Hater! :anim_lol: :smt083

(Sorry...the Devil made me do it.)


----------



## Greybeard (Mar 17, 2013)

Steve M1911A1 said:


> Hater! :anim_lol: :smt083
> 
> (Sorry...the Devil made me do it.)


I actually like my little Taurus TCP, especially since it has passed the break-in, ware-in period. I define *Hater* as someone who jumps on every positive post, in this case Taurus, with a bunch of negative comments. And it is almost like a cut a paste thing. (saves time)


----------



## DirtyDog (Oct 16, 2014)

desertman said:


> PT111Pro:
> I know you love your Taurus handgun. But as for me I would never be comfortable carrying anything that my life may depend on from a manufacturer that has had so many issues.


What kind of car do you drive?
Do you smoke?
How much alcohol do you consume in a month?
How often do you exercise?


----------



## desertman (Aug 29, 2013)

PT111Pro:


> And used guns for carry?
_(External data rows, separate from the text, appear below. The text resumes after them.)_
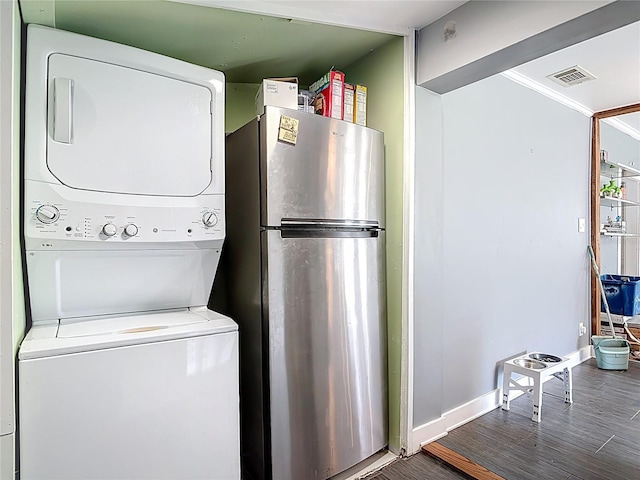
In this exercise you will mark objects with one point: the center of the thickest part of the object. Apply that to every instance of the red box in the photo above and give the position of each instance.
(329, 92)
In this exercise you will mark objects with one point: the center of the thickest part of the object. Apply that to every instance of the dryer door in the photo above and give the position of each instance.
(120, 130)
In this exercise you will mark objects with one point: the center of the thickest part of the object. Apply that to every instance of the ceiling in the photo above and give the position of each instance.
(247, 47)
(613, 58)
(306, 38)
(390, 16)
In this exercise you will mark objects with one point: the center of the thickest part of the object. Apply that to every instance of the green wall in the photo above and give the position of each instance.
(17, 293)
(382, 72)
(239, 105)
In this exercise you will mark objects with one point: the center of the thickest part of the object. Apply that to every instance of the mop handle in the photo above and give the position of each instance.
(594, 265)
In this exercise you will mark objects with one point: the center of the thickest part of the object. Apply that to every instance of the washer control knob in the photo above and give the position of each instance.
(47, 213)
(131, 230)
(109, 229)
(210, 219)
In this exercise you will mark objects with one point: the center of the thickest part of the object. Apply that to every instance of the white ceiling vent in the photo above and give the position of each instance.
(571, 76)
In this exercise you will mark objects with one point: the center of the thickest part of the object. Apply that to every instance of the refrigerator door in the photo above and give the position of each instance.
(325, 311)
(335, 169)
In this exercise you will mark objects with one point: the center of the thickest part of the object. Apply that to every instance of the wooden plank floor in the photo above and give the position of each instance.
(597, 437)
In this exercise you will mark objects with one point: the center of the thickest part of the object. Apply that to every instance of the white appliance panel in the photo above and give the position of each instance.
(81, 216)
(65, 284)
(123, 130)
(166, 410)
(78, 335)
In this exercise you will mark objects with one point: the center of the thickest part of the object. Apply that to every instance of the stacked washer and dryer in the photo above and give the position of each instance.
(124, 374)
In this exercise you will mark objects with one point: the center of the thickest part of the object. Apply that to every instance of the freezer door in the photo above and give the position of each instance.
(335, 169)
(327, 352)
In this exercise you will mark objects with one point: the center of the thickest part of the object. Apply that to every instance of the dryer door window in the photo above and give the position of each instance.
(120, 130)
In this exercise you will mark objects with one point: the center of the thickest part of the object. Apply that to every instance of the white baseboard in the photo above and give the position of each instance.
(438, 428)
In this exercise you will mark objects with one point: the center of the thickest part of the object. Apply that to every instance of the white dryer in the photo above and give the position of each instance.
(124, 373)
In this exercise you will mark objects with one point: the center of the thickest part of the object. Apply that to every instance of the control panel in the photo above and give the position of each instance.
(51, 217)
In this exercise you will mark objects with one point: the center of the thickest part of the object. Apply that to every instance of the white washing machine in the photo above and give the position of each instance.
(124, 374)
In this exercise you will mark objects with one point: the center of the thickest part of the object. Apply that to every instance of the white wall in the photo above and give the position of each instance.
(503, 269)
(11, 294)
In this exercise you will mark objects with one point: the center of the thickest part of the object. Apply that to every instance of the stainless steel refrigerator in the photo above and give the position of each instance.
(303, 274)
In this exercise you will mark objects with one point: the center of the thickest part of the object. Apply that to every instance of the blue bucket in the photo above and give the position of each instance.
(611, 353)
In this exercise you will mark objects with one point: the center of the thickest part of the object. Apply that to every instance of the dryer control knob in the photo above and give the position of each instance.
(109, 230)
(47, 213)
(210, 219)
(131, 230)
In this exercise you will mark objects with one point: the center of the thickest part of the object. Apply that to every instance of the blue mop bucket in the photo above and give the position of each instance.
(611, 353)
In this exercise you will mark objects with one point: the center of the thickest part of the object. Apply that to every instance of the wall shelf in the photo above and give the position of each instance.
(615, 234)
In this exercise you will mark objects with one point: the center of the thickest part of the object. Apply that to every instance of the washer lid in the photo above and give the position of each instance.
(121, 130)
(83, 335)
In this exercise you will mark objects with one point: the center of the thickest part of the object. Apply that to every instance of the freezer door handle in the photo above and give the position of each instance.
(322, 223)
(62, 109)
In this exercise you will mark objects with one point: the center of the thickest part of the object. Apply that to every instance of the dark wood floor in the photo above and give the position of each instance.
(595, 438)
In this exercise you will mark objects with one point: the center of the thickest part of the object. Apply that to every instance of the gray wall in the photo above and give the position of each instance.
(501, 269)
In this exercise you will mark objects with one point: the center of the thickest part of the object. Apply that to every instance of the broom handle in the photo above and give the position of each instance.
(594, 266)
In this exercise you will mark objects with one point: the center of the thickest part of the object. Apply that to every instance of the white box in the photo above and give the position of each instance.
(277, 93)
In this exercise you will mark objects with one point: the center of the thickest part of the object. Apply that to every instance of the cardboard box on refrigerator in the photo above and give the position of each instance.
(329, 92)
(277, 92)
(349, 103)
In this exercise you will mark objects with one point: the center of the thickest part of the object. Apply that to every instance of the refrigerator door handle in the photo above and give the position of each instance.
(325, 223)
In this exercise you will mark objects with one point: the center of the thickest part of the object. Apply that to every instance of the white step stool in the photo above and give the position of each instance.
(535, 371)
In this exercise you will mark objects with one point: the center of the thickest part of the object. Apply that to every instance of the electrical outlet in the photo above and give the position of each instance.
(582, 225)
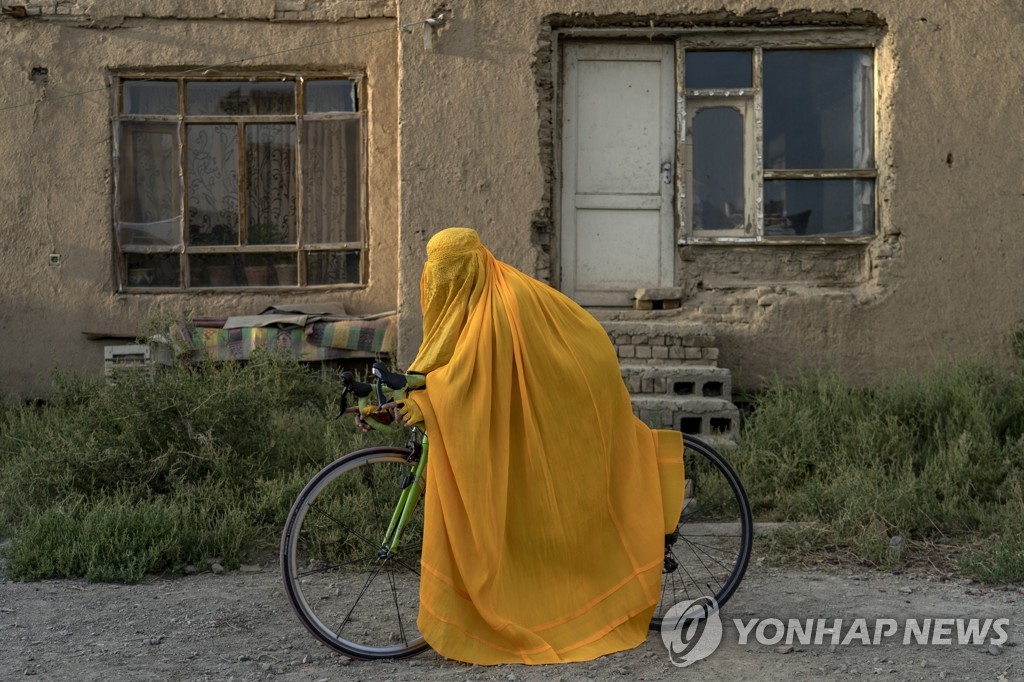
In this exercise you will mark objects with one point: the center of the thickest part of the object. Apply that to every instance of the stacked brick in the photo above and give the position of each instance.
(671, 371)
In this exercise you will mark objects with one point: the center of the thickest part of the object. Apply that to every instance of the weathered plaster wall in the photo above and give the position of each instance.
(941, 279)
(55, 182)
(472, 142)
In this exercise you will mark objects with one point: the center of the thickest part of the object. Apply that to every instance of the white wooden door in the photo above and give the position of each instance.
(617, 175)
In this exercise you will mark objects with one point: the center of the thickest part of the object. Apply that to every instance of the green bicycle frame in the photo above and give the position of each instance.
(412, 487)
(411, 493)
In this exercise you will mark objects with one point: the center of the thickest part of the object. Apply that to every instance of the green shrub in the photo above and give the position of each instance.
(925, 459)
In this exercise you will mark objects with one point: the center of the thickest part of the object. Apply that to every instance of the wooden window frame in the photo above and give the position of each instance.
(182, 119)
(759, 40)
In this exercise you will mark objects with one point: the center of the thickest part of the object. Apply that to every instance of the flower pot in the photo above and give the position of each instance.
(139, 276)
(220, 275)
(257, 275)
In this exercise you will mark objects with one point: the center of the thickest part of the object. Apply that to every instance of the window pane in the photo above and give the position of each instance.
(153, 269)
(240, 98)
(819, 207)
(212, 182)
(333, 95)
(333, 267)
(215, 270)
(270, 167)
(332, 180)
(147, 170)
(719, 70)
(154, 97)
(718, 169)
(818, 109)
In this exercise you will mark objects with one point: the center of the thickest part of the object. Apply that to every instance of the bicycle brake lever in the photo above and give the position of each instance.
(380, 393)
(342, 402)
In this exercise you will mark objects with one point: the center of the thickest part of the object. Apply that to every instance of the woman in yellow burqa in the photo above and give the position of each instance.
(545, 518)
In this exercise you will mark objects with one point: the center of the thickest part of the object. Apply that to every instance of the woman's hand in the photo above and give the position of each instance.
(404, 412)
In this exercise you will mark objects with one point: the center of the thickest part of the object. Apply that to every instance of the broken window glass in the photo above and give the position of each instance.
(818, 110)
(719, 69)
(242, 177)
(718, 169)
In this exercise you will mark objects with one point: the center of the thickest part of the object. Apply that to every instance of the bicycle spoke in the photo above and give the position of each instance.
(397, 610)
(351, 593)
(327, 568)
(370, 579)
(695, 548)
(344, 525)
(724, 550)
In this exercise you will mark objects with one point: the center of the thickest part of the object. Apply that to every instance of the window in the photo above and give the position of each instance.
(778, 142)
(240, 181)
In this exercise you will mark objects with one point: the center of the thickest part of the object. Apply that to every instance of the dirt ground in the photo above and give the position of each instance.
(239, 626)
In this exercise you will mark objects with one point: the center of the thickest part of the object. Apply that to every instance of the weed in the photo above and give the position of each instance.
(928, 458)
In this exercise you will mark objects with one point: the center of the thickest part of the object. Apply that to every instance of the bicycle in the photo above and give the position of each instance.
(350, 548)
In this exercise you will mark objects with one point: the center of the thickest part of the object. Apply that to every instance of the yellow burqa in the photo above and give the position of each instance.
(544, 520)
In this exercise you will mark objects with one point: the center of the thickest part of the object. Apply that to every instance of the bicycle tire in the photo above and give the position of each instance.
(709, 552)
(346, 589)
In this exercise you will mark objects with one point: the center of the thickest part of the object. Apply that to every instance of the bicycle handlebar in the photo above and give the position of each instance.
(393, 381)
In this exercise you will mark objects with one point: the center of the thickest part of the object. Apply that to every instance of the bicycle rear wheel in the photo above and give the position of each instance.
(708, 553)
(347, 589)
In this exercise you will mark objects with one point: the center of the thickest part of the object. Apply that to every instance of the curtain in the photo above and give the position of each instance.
(270, 167)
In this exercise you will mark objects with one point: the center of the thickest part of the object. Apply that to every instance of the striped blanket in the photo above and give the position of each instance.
(318, 340)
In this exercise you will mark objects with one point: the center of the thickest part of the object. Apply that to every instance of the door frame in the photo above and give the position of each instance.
(564, 170)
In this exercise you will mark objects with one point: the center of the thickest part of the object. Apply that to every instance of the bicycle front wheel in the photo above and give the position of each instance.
(349, 590)
(708, 553)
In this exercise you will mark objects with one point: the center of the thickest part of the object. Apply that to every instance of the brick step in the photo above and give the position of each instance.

I mean really a used gun for personal defense?


Unless you've never put a single round through it, the gun your carrying now is a used gun.


----------



## desertman (Aug 29, 2013)

DirtyDog:


> What kind of car do you drive?
> Do you smoke?
> How much alcohol do you consume in a month?
> How often do you exercise?


I drive a truck and for fun antique cars.
Never smoked.
Not much.
Every day.

What has this got to do with anything?


----------



## DirtyDog (Oct 16, 2014)

desertman said:


> DirtyDog:
> 
> I drive a truck and for fun antique cars.
> Never smoked.
> ...


Because I want to see what the safety record is for the other things in life that are FAR more likely to kill you than a gun malfunction.
What kind of truck? Do you race these cars? Do you wear your seatbelt? Shoulder belt? Racing harness?


----------



## PT111Pro (Nov 15, 2014)

> desertman
> Unless you've never put a single round through it, the gun your carrying now is a used gun


Yea - now since you mentioned it. I see it now too. But at least I used it and know exactly for what purpose, I know exactly what I did, what the gun did or didn't do and so on. I like a I used my gun. But I don't trust a someone that I don't even know gun, what the gun was involved in, out of a Pawn shop probably even stolen and or the other guy had probably not done anything wrong with it. Suuuure - you can trust it.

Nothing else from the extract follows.